As negotiations are underway between the European Union and the UK, institutions in Britain are planning for the future.
UK’s financial services watchdog, Financial Conduct Authority, has said it will put aside money saved to help with expenditure from Britain’s departure from the European Union.
In a business plan published, earlier in the week, called FCA regulated fees and levies 2017/18, the FCA set out its plans for the future especially on Brexit, which has caused great divide in the UK on whether the country should go forward with a soft or hard Brexit in the negotiations with the EU.
The FCA said in the report it will use its surplus from the 2016/17 funds to help with the unknown costs of Brexit.

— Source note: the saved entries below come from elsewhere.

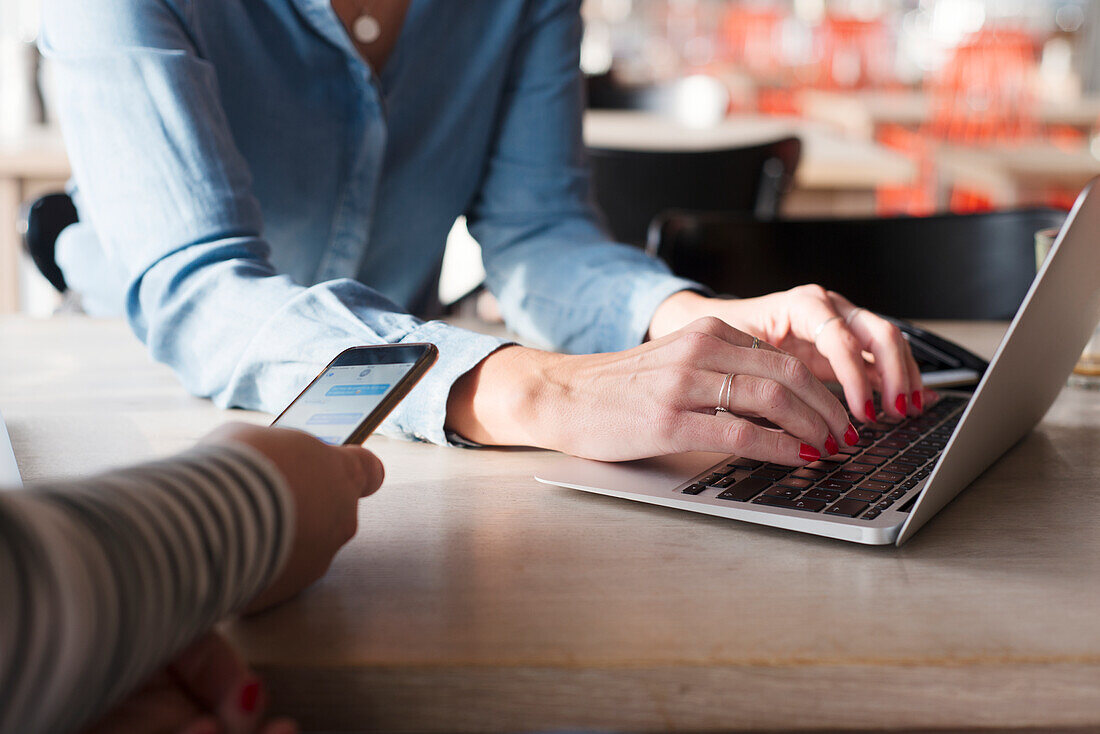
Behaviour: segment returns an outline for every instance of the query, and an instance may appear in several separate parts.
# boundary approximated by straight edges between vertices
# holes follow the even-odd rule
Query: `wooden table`
[[[68,177],[65,147],[55,130],[0,137],[0,314],[19,309],[20,207],[47,190],[59,190]]]
[[[857,216],[875,211],[879,186],[906,185],[916,175],[905,156],[796,117],[733,115],[714,127],[691,128],[648,112],[589,110],[588,145],[637,150],[708,150],[753,145],[789,135],[802,140],[802,160],[784,213]]]
[[[989,355],[1003,324],[941,330]],[[228,419],[117,322],[0,318],[28,480]],[[539,451],[386,439],[329,575],[231,626],[309,730],[1070,730],[1100,726],[1100,393],[901,549],[536,484]]]

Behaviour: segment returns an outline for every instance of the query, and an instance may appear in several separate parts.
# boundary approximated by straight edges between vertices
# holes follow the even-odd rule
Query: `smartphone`
[[[271,425],[360,444],[435,364],[434,344],[352,347],[336,355]]]

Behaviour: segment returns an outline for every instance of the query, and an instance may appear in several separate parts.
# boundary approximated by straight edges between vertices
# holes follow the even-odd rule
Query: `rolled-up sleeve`
[[[305,287],[277,272],[188,7],[43,7],[79,226],[94,228],[125,279],[131,327],[192,393],[268,412],[348,346],[432,342],[439,363],[382,430],[445,443],[451,385],[505,342],[422,322],[354,280]]]
[[[701,286],[598,224],[581,136],[580,2],[527,6],[470,232],[515,331],[575,353],[629,349],[662,301]]]

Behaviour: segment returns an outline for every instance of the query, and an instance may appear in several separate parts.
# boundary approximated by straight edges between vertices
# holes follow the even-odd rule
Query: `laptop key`
[[[807,489],[813,485],[809,479],[803,479],[802,477],[787,477],[780,480],[780,487],[789,487],[791,489]]]
[[[789,500],[793,500],[798,495],[802,494],[802,490],[790,489],[789,487],[772,487],[765,490],[764,494],[768,497],[786,497]]]
[[[879,482],[888,482],[890,484],[897,484],[902,479],[905,479],[905,474],[897,474],[892,471],[880,471],[875,475],[875,480]]]
[[[736,481],[737,477],[723,477],[722,479],[719,479],[717,482],[715,482],[714,486],[718,489],[725,489]]]
[[[734,459],[728,466],[730,469],[755,469],[758,466],[763,466],[764,462],[757,461],[756,459]]]
[[[879,500],[879,493],[868,492],[865,489],[853,489],[846,494],[845,497],[853,500],[862,500],[863,502],[877,502]]]
[[[867,509],[869,505],[866,502],[860,500],[844,499],[838,501],[829,509],[825,510],[826,515],[843,515],[844,517],[855,517],[859,513]]]
[[[890,458],[896,453],[897,449],[888,448],[886,446],[872,446],[871,448],[867,449],[866,455],[883,456],[885,458]]]
[[[772,483],[759,477],[746,477],[737,484],[718,495],[720,500],[733,500],[735,502],[748,502],[756,495],[763,492]]]
[[[859,485],[860,489],[869,489],[872,492],[889,492],[894,488],[894,485],[887,484],[886,482],[880,482],[875,479],[868,479],[863,484]]]
[[[776,471],[775,469],[757,469],[752,475],[757,479],[770,479],[775,481],[776,479],[782,479],[787,476],[787,472]]]
[[[871,454],[864,454],[859,457],[860,464],[870,464],[871,466],[880,466],[886,463],[885,456],[872,456]]]
[[[847,461],[847,459],[848,459],[848,457],[845,456],[844,460]],[[840,463],[841,462],[835,461],[835,460],[822,459],[821,461],[815,461],[812,464],[807,464],[806,468],[807,469],[814,469],[815,471],[831,472],[831,471],[834,471],[835,469],[839,469],[840,468]]]
[[[832,502],[835,499],[840,498],[840,492],[835,492],[831,489],[811,489],[806,493],[806,496],[812,500],[825,500],[826,502]]]
[[[818,479],[825,478],[825,472],[818,471],[817,469],[807,469],[802,467],[791,474],[792,477],[801,477],[802,479],[812,479],[817,481]]]
[[[771,497],[762,495],[752,501],[754,505],[767,505],[769,507],[785,507],[788,510],[805,510],[806,512],[821,512],[825,502],[815,499],[802,498],[798,500],[784,499],[783,497]]]
[[[858,461],[853,461],[850,464],[848,464],[847,466],[845,466],[844,470],[845,471],[859,472],[860,474],[870,474],[871,472],[873,472],[875,470],[875,467],[871,466],[870,464],[863,464],[863,463],[858,462]]]
[[[700,494],[705,490],[706,490],[706,485],[692,484],[692,485],[689,485],[687,487],[684,487],[681,491],[684,494]]]
[[[785,474],[789,474],[794,470],[793,466],[786,466],[785,464],[765,464],[765,469],[771,469],[772,471],[781,471]]]
[[[852,488],[851,482],[842,482],[838,479],[826,479],[821,484],[817,485],[819,489],[833,489],[837,492],[847,492]]]
[[[854,471],[838,471],[831,478],[841,482],[858,482],[863,479],[863,475]]]

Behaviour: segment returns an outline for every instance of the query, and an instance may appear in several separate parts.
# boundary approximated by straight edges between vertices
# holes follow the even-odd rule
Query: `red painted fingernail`
[[[245,683],[241,688],[240,698],[238,703],[241,706],[241,711],[246,714],[251,714],[256,710],[256,705],[260,702],[260,682],[251,681]]]
[[[832,456],[833,454],[835,454],[837,452],[837,449],[839,449],[839,448],[840,447],[836,445],[836,439],[833,438],[832,436],[829,436],[827,439],[825,439],[825,455],[826,456]]]
[[[898,395],[898,399],[894,401],[894,407],[898,409],[898,412],[905,415],[905,410],[908,407],[908,403],[905,400],[904,395]]]
[[[868,400],[867,405],[863,406],[863,414],[867,416],[868,423],[875,422],[875,401]]]
[[[844,432],[844,443],[855,446],[858,441],[859,433],[856,431],[856,427],[849,423],[848,430]]]
[[[808,443],[798,447],[798,458],[803,461],[817,461],[821,458],[821,452]]]
[[[924,410],[924,398],[921,397],[920,390],[913,391],[913,407],[918,411]]]

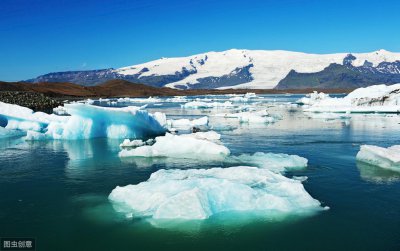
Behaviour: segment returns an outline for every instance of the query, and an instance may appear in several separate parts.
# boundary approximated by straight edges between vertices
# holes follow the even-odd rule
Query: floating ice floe
[[[356,156],[358,161],[394,171],[400,171],[400,145],[388,148],[362,145]]]
[[[129,140],[129,139],[124,139],[124,141],[119,145],[121,148],[123,147],[139,147],[139,146],[144,146],[146,142],[144,142],[141,139],[134,139],[134,140]]]
[[[119,144],[120,148],[135,148],[139,146],[144,146],[144,145],[152,145],[154,143],[154,139],[148,139],[146,141],[143,141],[141,139],[124,139],[124,141]]]
[[[222,102],[203,102],[203,101],[192,101],[182,105],[182,108],[191,109],[206,109],[206,108],[232,108],[234,105],[230,101]]]
[[[317,101],[305,111],[399,113],[400,84],[358,88],[344,98],[327,97]]]
[[[172,158],[215,158],[223,159],[230,151],[223,145],[196,136],[173,135],[155,138],[153,145],[140,146],[135,149],[123,149],[120,157],[172,157]]]
[[[167,120],[168,127],[177,129],[191,129],[193,127],[207,126],[208,117],[204,116],[198,119],[169,119]]]
[[[53,108],[53,113],[56,115],[69,115],[64,106],[61,105]]]
[[[301,99],[297,100],[296,103],[302,105],[314,105],[315,103],[318,103],[319,101],[324,100],[326,98],[329,98],[328,94],[325,94],[323,92],[318,93],[317,91],[314,91],[312,93],[307,94],[305,97],[302,97]]]
[[[109,199],[129,218],[202,220],[224,212],[271,217],[323,209],[300,181],[247,166],[159,170],[145,182],[116,187]]]
[[[166,118],[140,107],[107,108],[84,103],[65,104],[71,116],[57,116],[0,102],[2,127],[27,132],[27,140],[147,138],[166,131]]]

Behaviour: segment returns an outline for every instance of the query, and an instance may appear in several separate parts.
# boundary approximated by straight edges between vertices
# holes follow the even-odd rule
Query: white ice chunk
[[[307,94],[305,97],[297,100],[296,103],[303,105],[313,105],[326,98],[329,98],[328,94],[325,94],[323,92],[318,93],[317,91],[314,91]]]
[[[400,84],[358,88],[344,98],[324,98],[305,111],[399,113]]]
[[[159,170],[145,182],[116,187],[109,199],[118,212],[154,219],[201,220],[238,211],[302,215],[322,209],[300,181],[247,166]]]
[[[400,145],[388,148],[362,145],[357,160],[382,168],[400,171]]]
[[[123,147],[139,147],[139,146],[144,146],[145,144],[146,143],[140,139],[135,139],[135,140],[124,139],[124,141],[119,146],[121,148],[123,148]]]
[[[64,106],[61,106],[61,105],[53,108],[53,113],[56,115],[69,115],[67,110],[64,108]]]
[[[156,137],[151,146],[123,149],[120,157],[173,157],[173,158],[224,158],[230,154],[228,148],[215,142],[196,137],[173,135]]]

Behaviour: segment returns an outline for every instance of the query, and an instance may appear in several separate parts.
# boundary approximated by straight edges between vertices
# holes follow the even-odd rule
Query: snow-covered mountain
[[[323,72],[324,69],[329,70],[331,65],[357,72],[358,78],[370,77],[372,74],[373,81],[378,79],[378,82],[392,83],[393,76],[400,77],[400,53],[386,50],[370,53],[307,54],[281,50],[232,49],[189,57],[161,58],[119,69],[50,73],[32,81],[73,80],[72,82],[83,85],[95,85],[105,80],[121,78],[152,86],[181,89],[272,89],[284,80],[284,84],[278,87],[296,88],[291,80],[285,80],[289,73],[296,73],[296,81],[301,82],[301,74]],[[336,68],[335,70],[337,71]],[[385,80],[380,81],[383,75]]]

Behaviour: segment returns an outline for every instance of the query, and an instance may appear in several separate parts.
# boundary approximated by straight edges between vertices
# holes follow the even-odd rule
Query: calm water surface
[[[35,237],[37,250],[400,250],[400,173],[355,160],[361,144],[400,144],[400,117],[310,117],[282,105],[298,95],[264,97],[256,106],[282,120],[249,126],[211,118],[211,126],[234,155],[261,151],[307,158],[306,170],[287,175],[307,176],[306,190],[329,210],[279,219],[226,214],[172,226],[125,219],[107,199],[117,185],[145,181],[162,168],[221,163],[120,159],[121,140],[13,137],[0,139],[0,236]],[[171,118],[221,112],[182,110],[179,103],[148,108]]]

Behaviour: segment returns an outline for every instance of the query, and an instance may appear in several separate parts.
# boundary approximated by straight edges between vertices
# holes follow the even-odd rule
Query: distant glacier
[[[178,89],[358,88],[400,82],[400,53],[307,54],[282,50],[227,50],[161,58],[118,69],[55,72],[28,82],[93,86],[124,79]]]

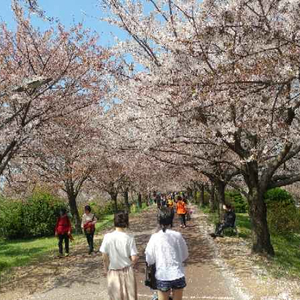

“As set out in our business plan, the UK's withdrawal from the EU will have important implications for us over the coming years and will be a key area of focus,” the FCA said. “We have dedicated resource to coordinate and manage this work and are liaising closely with the Treasury and the Bank of England as well as providing the Government with technical FCA regulated fees and levies in 2017/18 to support it during the withdrawal process. As we gain more certainty over the process, we will review the need to recover such costs in future years.”
The watchdog also said it will use the retained funds to help fund its move to its new offices in Stratford, London at the International Quarter, which will take place in 2018.
WealthBriefing reported recently that the UK's financial services watchdog has confirmed its plans to hike advisors' regulatory fees 4.7 per cent, which the FCA admitted in the same report.